Page 1 of 3
Interesting 8 string bass neck
Posted: Wed Sep 19, 2007 3:18 pm
by jps
On page 139 of the Rittor book is a photo of an Electro factory worker installing frets on a neck with full width inlays, '60s shape headstock (not potatohead) with walnut wings and eight holes for tuning keys. What bass did this end up on?
Posted: Wed Sep 19, 2007 4:51 pm
by johnallg
Is there a year associated with the picture?
Posted: Wed Sep 19, 2007 5:45 pm
by jps
Maybe, but it is in Kanji!
Posted: Wed Sep 19, 2007 7:11 pm
by hieronymous
Can you scan it? I can read Japanese.
Posted: Thu Sep 20, 2007 1:59 am
by cheyenne
Pic?? I dont have the Rittor book

Posted: Thu Sep 20, 2007 3:50 am
by jps
I'll try to do that today, I don't have a scanner so I will copy it just like I copy old, rare photographs at work.
www.labwork-bw.com
Posted: Thu Sep 20, 2007 2:59 pm
by jps
(c) Rittor
Who is that in the photo?
Posted: Thu Sep 20, 2007 7:04 pm
by dale_fortune
I can't remember his name, he left in 1973 after I started. This is the fret bench that we used. A claw hammer was standard for fretting, I used a ball peen hammer to set frets. I'll make a phone call or 2 and see if someone else may remember. What a happy face.
Posted: Thu Sep 20, 2007 7:46 pm
by jingle_jangle
Gotta be somebody else, Dale.
The Rittor mook is February 1995...that picture could not have been over 23 years old at the time.

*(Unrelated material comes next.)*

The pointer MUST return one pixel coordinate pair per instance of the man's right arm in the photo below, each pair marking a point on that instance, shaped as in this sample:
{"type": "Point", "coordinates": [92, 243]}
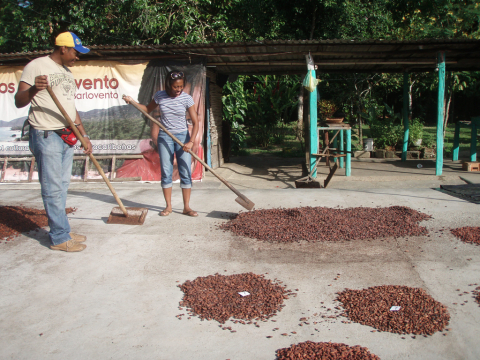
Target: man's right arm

I was under the impression that the "factory tour" portion of the mook (pp.137-146) was from '94. The rest of the photos in the tour section look like '90s pics, not '70s.
Posted: Thu Sep 20, 2007 8:18 pm
by wayang
Just because we can't identify him by name is no reason to refer to him as a "mook"...
Posted: Thu Sep 20, 2007 8:35 pm
by dale_fortune
Well I started in late 72, this looks like the same bench I worked at. We had some long hair guys that looked like this fellow. One in mind was Paul Bennett. That's the same kind of claw hammer we used for frets. I don't know anything about the Rittor book except it was printed in Nippon. A lot of Walnut Wings on those peg heads, looks like pre 1973, but aren't those Maple fingerboards on some of those necks? Those weren't made when I worked there. I couldn't say for sure, I parted ways in 1976.
Posted: Fri Sep 21, 2007 2:55 am
by jwr2
Also that headstock tilts back ... that is a modern feature ...
Posted: Fri Sep 21, 2007 3:58 am
by dale_fortune
Yeah Dane, he could be a Mick or a Mac for all we know....
Posted: Fri Sep 21, 2007 4:05 am
by jsod
That does look like a more modern photo...
It doesn't have that "70's" look to it, if you know what I mean...no plaid, no paisley, no thick-rimmed glasses, etc.
Definitely '90's-era. That's how I looked then...and now!
So did Rickenbacker have a custom shop in the '90's?
Posted: Fri Sep 21, 2007 4:58 am
by dale_fortune
The closest thing to a Custom Shop was in the60's/70's when a Dealer could order a special instrument with say a Bass and 12 string (4080) in a special color or Ebony Fingerboard. Most everything had to be picked from what the sales catalog offered. Some of the employees were allowed to make a custom instrument for ones self. As for plaid and paisley, the way this fellow is dressed in a white T-shirt and jeans is the way most all of the wood shop crew dressed. Working with all the machinery in the shop, tight fitting clothes with tucked in shirts was a safety standard.